It takes a lifetime, as well as a remarkable life, to write a book like Wandering in Darkness. Eleonore Stump asks: Is it possible in the face of suffering to believe in a God who is omniscient, omnipotent and perfectly morally good? She relentlessly explores this inquiry not only by helping us to see that the question itself must be questioned, but by applying to the query her extraordinary erudition, a gift for philosophical and analytical clarity, and what must be hard-won and profound theological judgments.

This is not a book to give someone who is in the midst of problems that are making that person wonder if God is a good God. Rather, it is written for anyone who may think they would like to write a book for people who are in the midst of a crisis of faith occasioned by suffering.
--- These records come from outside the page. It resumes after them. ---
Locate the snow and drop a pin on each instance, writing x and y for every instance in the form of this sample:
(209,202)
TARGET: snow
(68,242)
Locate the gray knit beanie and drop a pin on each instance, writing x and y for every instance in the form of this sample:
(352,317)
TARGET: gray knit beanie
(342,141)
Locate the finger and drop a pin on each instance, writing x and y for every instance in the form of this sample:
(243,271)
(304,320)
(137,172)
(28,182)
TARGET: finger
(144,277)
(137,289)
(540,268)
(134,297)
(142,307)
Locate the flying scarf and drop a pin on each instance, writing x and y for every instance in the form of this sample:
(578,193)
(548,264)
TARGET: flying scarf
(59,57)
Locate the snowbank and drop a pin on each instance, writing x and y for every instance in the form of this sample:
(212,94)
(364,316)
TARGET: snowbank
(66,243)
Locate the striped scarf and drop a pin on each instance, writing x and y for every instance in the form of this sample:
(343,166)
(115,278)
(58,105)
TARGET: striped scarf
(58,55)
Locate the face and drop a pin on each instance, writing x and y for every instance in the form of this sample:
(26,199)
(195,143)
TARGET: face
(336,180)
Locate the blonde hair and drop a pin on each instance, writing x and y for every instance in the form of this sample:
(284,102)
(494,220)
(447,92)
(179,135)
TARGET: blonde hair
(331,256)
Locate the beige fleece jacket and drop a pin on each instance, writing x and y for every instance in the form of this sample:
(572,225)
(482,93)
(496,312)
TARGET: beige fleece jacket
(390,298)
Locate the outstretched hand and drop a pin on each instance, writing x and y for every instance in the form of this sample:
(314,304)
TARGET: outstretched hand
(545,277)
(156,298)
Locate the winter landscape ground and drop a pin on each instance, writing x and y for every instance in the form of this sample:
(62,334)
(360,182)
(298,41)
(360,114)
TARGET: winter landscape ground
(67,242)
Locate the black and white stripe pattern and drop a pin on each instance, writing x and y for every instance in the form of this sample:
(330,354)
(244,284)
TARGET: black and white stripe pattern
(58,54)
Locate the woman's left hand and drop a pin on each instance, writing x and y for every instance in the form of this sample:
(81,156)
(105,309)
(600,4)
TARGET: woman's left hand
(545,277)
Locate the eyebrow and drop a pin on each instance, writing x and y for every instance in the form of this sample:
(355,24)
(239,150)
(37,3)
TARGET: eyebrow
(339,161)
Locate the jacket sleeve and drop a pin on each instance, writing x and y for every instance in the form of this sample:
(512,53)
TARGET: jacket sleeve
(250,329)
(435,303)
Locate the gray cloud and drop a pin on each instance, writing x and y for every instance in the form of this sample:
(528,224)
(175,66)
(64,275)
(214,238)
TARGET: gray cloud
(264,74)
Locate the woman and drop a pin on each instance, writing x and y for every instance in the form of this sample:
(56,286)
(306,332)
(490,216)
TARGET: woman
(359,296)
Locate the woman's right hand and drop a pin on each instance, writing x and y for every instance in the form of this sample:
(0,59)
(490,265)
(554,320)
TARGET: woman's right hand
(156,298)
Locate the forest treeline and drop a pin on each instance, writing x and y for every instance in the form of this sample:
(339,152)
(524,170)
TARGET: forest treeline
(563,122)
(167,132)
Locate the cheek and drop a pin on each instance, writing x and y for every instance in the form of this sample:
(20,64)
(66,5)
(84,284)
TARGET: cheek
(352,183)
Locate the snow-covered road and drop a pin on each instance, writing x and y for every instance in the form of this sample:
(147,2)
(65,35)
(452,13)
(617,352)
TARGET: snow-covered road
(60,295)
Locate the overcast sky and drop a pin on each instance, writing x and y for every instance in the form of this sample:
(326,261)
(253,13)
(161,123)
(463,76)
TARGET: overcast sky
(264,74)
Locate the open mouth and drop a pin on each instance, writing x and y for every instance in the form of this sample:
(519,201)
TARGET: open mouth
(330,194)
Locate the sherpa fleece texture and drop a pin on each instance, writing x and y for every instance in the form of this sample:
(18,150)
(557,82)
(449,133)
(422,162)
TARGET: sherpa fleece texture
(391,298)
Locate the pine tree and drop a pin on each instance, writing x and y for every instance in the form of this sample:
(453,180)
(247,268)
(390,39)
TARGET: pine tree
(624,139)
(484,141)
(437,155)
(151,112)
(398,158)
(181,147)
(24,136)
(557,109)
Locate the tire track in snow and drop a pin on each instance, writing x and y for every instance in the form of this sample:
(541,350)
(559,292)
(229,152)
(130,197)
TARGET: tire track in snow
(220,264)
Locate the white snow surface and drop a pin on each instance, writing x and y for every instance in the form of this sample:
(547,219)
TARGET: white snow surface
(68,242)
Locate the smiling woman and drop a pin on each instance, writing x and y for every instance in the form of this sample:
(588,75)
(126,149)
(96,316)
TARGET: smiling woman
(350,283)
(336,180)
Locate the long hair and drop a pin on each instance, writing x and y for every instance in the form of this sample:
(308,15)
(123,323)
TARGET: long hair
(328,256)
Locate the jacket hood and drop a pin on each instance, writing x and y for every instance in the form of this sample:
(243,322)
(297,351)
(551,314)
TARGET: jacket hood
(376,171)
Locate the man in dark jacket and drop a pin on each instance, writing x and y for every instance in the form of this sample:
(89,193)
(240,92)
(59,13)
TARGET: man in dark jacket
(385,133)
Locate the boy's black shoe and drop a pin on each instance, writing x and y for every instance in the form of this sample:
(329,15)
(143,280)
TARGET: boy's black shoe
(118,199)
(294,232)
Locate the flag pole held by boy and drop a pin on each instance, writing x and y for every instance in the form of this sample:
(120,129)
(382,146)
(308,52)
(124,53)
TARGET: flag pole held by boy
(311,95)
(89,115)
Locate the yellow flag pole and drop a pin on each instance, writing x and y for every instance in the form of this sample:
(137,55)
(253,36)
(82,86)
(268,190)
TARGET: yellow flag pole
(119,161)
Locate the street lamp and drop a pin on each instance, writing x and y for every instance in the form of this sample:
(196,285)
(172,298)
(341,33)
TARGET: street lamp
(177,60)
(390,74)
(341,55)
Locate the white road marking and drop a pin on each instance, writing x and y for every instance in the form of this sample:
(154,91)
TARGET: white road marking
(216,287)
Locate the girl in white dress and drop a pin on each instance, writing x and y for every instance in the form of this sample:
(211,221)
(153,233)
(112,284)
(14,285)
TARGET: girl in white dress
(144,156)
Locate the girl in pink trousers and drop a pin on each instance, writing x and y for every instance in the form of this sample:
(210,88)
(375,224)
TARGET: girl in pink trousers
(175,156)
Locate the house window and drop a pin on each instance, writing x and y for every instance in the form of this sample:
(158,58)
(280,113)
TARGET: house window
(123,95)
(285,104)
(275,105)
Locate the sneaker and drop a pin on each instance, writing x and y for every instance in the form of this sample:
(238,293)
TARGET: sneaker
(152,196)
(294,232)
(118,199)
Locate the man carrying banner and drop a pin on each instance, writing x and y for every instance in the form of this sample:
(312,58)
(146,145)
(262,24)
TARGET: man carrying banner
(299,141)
Stump is a well-trained analytical philosopher and is equally well schooled in the thought of Thomas Aquinas. She nicely exhibits adherence to the advice often given to those so trained: when confronted by what seems to be a difficulty that cannot be solved, make a distinction. These distinctions are never ends in themselves, but they help us to think more clearly about how suffering challenges our belief in God.
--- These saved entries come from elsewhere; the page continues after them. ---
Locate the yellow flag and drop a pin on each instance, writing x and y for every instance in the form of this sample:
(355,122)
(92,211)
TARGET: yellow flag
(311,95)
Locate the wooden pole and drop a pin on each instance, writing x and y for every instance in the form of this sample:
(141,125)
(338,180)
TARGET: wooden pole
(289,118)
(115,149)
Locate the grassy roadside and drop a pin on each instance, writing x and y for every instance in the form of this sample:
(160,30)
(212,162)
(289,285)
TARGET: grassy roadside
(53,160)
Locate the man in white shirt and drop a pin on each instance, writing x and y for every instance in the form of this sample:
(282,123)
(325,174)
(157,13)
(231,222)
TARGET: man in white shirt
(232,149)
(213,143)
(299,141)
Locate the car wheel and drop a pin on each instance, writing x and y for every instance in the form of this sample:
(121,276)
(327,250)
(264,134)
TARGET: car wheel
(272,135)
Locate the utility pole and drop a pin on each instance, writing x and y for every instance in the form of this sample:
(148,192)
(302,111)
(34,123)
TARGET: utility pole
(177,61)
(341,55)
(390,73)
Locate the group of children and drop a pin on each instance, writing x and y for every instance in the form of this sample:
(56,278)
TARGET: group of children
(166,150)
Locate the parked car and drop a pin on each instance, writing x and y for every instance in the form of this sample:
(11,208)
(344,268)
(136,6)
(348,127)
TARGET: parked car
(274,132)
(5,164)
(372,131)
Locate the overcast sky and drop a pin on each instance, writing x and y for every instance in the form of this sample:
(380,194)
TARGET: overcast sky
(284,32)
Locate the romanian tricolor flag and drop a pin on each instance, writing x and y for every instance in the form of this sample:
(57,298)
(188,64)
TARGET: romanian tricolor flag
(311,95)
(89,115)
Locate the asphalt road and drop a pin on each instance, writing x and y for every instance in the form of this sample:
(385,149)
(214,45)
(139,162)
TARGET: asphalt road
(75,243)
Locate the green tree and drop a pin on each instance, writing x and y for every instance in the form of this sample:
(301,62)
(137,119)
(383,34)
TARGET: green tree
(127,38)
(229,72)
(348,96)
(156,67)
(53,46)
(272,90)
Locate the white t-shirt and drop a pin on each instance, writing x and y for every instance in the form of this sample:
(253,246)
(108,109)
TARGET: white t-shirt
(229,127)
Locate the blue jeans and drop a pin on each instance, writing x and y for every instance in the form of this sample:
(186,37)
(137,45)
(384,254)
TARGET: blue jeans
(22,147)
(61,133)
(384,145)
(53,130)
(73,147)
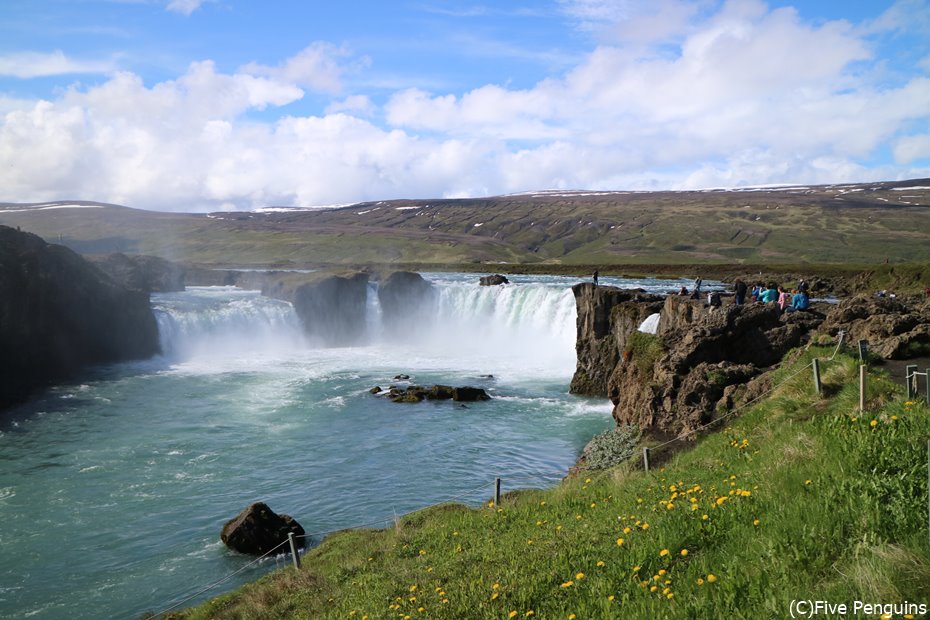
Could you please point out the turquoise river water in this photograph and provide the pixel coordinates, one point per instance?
(114, 489)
The heart of Wandering in Darkness is the telling of four stories of suffering from scripture: Job, Samson, Abraham and Mary of Bethany. Stump prepares readers for the significance of these stories by beginning her book with a careful and very interesting argument about why the knowledge we gain from narratives cannot be gained from the analytical philosopher's attempt to restrict what can be known to "knowledge of that." In a characteristic imaginative move she distinguishes between narrative and analytical knowledge, suggesting that the latter knowledge is Domini­can and the former is Franciscan.